The subcommittee, chaired by Rep. Christine Hamm, D-Hopkinton, is studying the entire question of casino gambling as a revenue source and the attendant social ramifications, the stability of revenue and the forms of organization. The members have four specific bills referred to them.
House Bill 145, “establishing an education-funding study committee,” in essence calls for doing what the subcommittees appear to be doing anyway. HB 520 establishes a state-owned casino to provide funds for public education. Revenue would go to public schools, the university system and gambling treatment programs.
HB 637 establishes a gaming oversight commission and video lottery gambling. Sponsored by Rep. Fred King, R-Colebrook, it would assure the location of some of the facilities in the North Country.
Finally, HB 886 is a retread version of bills that have been before the Legislature before. It would bring video lottery machines to the existing racetracks, with the potential for other locations as well.
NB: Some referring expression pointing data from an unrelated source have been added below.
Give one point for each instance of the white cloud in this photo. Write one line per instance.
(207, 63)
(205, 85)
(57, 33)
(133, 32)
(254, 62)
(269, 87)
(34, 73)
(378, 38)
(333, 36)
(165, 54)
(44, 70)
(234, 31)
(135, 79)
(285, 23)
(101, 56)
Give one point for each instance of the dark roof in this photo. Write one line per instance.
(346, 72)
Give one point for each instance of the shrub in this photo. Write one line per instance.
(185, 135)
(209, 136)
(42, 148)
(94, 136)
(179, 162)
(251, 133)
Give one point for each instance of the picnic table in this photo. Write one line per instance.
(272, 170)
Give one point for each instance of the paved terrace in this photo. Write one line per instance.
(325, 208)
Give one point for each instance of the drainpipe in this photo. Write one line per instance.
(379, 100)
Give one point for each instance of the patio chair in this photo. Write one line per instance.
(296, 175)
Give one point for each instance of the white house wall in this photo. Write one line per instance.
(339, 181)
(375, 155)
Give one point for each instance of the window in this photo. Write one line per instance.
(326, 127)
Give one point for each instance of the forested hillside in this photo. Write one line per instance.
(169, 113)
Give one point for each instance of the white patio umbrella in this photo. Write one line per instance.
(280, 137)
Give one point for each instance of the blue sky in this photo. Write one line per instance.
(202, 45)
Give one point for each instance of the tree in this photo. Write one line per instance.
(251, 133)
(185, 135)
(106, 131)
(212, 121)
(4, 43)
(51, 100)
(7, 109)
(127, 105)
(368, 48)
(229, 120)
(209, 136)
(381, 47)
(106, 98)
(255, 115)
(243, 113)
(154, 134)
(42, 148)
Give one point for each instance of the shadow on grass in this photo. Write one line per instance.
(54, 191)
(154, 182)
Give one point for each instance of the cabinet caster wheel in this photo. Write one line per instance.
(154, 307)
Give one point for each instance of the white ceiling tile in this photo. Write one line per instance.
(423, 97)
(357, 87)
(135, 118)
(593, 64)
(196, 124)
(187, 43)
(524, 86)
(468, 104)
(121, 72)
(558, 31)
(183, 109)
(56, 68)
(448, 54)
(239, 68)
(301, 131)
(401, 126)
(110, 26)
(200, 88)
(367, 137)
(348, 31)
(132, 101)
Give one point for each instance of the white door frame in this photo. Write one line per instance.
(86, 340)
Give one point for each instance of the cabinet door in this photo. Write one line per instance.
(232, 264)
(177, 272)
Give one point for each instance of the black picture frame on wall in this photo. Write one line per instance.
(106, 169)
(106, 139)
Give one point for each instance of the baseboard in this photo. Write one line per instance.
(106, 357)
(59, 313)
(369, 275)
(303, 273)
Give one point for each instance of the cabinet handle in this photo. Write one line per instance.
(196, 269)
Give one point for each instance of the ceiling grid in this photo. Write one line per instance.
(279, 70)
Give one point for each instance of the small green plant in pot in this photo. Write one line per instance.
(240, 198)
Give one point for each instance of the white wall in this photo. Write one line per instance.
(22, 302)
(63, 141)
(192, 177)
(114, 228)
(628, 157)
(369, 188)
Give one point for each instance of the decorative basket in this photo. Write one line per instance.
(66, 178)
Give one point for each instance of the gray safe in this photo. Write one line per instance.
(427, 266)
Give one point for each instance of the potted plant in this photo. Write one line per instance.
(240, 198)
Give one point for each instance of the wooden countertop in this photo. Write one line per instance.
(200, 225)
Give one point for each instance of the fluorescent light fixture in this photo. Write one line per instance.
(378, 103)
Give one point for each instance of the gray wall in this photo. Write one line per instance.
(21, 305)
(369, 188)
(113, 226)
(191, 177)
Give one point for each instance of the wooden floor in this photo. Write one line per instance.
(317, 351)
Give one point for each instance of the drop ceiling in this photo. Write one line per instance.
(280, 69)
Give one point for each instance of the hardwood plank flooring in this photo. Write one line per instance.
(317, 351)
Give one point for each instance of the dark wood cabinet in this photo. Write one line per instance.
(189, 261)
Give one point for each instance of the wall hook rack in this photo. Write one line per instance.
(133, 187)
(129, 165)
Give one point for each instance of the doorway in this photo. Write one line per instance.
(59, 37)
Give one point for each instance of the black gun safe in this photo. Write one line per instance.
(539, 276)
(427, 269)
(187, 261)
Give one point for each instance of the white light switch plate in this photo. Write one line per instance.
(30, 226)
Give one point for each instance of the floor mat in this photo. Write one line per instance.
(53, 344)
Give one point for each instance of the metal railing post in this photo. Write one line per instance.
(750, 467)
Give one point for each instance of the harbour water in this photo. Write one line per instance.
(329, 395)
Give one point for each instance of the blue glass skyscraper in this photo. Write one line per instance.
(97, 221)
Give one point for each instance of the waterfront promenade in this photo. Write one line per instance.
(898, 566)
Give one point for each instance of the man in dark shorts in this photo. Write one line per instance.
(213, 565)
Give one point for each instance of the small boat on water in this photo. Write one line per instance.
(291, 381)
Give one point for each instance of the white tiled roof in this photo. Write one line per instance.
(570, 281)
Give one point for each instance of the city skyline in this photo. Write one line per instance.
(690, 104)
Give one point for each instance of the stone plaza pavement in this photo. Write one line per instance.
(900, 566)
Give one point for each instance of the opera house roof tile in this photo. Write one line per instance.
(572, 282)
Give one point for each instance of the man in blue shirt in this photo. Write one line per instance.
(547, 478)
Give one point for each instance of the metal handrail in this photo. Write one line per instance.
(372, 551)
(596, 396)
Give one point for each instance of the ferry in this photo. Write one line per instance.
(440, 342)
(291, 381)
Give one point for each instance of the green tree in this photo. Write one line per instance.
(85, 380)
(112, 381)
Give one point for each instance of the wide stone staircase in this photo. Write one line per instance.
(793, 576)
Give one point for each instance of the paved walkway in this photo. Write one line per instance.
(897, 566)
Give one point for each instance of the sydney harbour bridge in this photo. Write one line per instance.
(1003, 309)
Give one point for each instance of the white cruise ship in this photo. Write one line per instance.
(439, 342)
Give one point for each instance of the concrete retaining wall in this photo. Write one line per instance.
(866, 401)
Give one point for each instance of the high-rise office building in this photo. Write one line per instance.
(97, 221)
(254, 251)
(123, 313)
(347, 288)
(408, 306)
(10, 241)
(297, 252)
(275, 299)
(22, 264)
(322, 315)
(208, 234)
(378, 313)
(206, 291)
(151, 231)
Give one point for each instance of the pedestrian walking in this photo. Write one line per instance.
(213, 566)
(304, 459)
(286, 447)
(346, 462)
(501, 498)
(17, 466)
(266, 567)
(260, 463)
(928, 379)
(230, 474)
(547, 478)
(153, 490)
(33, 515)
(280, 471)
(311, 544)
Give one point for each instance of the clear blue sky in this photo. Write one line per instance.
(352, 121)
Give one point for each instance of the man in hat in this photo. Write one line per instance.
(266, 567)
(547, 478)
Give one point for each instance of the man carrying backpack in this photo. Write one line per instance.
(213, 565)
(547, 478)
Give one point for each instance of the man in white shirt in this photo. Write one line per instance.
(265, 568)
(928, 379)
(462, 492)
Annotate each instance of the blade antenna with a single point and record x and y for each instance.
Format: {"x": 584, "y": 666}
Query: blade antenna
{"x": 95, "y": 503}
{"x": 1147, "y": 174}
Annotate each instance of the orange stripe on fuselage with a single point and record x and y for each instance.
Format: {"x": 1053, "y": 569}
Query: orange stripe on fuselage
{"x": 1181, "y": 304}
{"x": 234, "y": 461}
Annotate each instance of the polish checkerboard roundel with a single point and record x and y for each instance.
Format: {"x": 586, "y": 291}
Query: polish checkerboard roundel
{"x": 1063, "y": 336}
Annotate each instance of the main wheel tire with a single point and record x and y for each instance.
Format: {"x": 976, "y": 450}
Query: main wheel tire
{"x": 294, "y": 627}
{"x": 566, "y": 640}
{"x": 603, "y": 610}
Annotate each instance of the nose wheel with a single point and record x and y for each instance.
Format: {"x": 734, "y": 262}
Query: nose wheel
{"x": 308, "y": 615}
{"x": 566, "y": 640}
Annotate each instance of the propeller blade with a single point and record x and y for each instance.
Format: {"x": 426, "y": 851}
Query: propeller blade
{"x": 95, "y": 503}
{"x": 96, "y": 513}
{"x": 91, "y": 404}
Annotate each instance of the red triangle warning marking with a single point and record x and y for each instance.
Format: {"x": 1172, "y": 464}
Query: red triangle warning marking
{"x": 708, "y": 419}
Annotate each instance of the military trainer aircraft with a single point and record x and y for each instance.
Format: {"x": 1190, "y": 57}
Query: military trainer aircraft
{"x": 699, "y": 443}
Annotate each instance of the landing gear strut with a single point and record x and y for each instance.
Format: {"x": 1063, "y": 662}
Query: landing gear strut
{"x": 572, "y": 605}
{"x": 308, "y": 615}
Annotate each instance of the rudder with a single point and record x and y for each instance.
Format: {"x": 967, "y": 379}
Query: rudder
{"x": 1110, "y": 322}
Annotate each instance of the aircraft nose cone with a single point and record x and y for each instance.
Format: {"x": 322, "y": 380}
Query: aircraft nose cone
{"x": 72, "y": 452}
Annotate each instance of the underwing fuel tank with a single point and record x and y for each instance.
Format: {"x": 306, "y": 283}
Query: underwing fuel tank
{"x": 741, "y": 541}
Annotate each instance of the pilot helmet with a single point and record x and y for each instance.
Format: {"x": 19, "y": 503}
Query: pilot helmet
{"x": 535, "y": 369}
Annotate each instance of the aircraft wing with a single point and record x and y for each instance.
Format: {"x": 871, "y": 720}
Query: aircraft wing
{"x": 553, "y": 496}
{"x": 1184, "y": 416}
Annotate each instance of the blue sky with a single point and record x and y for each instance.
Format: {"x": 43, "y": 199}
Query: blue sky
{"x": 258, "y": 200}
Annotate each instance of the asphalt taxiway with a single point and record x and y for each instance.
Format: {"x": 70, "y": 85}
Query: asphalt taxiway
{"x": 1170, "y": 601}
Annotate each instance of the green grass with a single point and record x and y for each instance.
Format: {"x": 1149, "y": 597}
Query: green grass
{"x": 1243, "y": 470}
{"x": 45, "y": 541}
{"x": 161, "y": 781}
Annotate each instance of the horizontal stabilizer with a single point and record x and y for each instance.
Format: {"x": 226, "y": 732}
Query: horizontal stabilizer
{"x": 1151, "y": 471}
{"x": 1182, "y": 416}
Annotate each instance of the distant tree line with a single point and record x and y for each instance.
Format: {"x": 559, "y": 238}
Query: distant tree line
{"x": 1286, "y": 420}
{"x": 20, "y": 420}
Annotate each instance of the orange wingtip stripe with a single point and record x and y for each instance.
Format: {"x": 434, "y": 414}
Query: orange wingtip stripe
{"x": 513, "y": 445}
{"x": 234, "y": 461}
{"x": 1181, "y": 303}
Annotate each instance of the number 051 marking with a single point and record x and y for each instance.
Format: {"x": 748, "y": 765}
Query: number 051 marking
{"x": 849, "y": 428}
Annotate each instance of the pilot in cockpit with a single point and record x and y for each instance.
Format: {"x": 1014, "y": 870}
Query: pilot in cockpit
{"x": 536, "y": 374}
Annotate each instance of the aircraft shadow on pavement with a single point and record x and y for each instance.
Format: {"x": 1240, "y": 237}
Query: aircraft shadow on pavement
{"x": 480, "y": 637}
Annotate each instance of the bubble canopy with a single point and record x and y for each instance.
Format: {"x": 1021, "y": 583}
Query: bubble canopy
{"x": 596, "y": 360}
It is a proposal that has been pushed by big gambling machine manufacturers, casino operators and the tracks for years. What is different in the context of the present sub-committee studying casino gambling is the perceived need for $400 million and the perception that gambling may be a “quick fix.”
At the end of the day, whether the Legislature will think expanded gambling is the easy, quick fix and how the chief executive will view this revenue source when he has promised to veto sales and income taxes, will be a study in policy and politics.
In the interest of full disclosure, I have lobbied for years against expanded gambling in New Hampshire, believe it is a dangerous way to raise revenue, a bad social and economic policy and should be off the table.
The subprime mortgage crisis has come home to New Hampshire, where a number of mortgage brokers have failed, the real estate market allegedly is affected, foreclosures are up and a new law has been passed aimed at helping protect homeowners from losing their homes in foreclosure rescue scams.
Bringing the matter close to home, I recently had the occasion to review a variable rate mortgage issued recently by a bank and sold on the market to one of the large national mortgage companies that has been in the news. Hidden in the documents were several interesting provisions. While the interest rate on the $200,000 or so mortgage was attractive at the beginning, after two years the monthly interest and principal payment rose by nearly $500, where it stayed for the remaining 28 years of the mortgage, subject to potential increase if interest rates rose.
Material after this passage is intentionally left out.